The recipe is wrong because it says it makes 5 dozen when it really makes 22 cookies
Longtime family tradition to use semisweet chocolate chips instead of Kisses. A less sweet chocolate makes them less cloying, there's a better chocolate-to-bite distribution, and the chips soften and then don't entirely harden after cooling. It's what's up.
When my mother used to make these, she’d put the kisses on top after the cookies were fully baked— the kisses would still soften but they would keep their shape. When I followed the method described here, the kisses collapsed into little puddles. Still tasty, but more of a chocolate thumbprint cookie (as my niece described them).

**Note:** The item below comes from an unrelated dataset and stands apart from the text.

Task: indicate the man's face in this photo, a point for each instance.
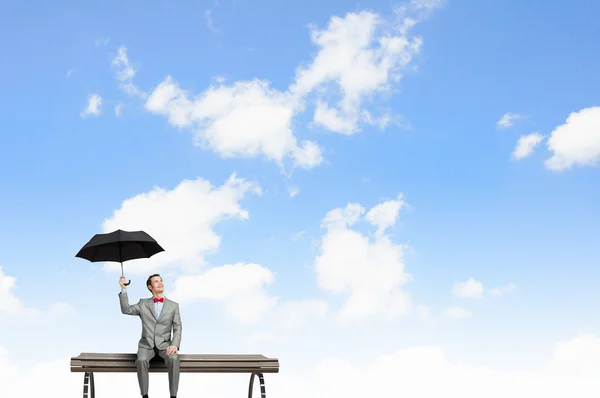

probably scoop/roll before unwrapping your kisses. I used my 1 tbsp scoop and they came out at 22-23g each and only yielded 36 cookies
Though delicious, I couldn’t understand why my cookies spread so much….then I did some research and found the old standard Betty Crocker recipe! HUGE difference. Hers were truly classic. Main difference was that the BC recipe had both baking powder and baking soda….additionally there were no added liquids (milk and vanilla). That small amount of liquid made this batter too loose and should have been a clue that the cookies wouldn’t rise and be the “blossoms” shown in the photo. A classic cookie should stick to a classic recipe. It worked for a reason!!!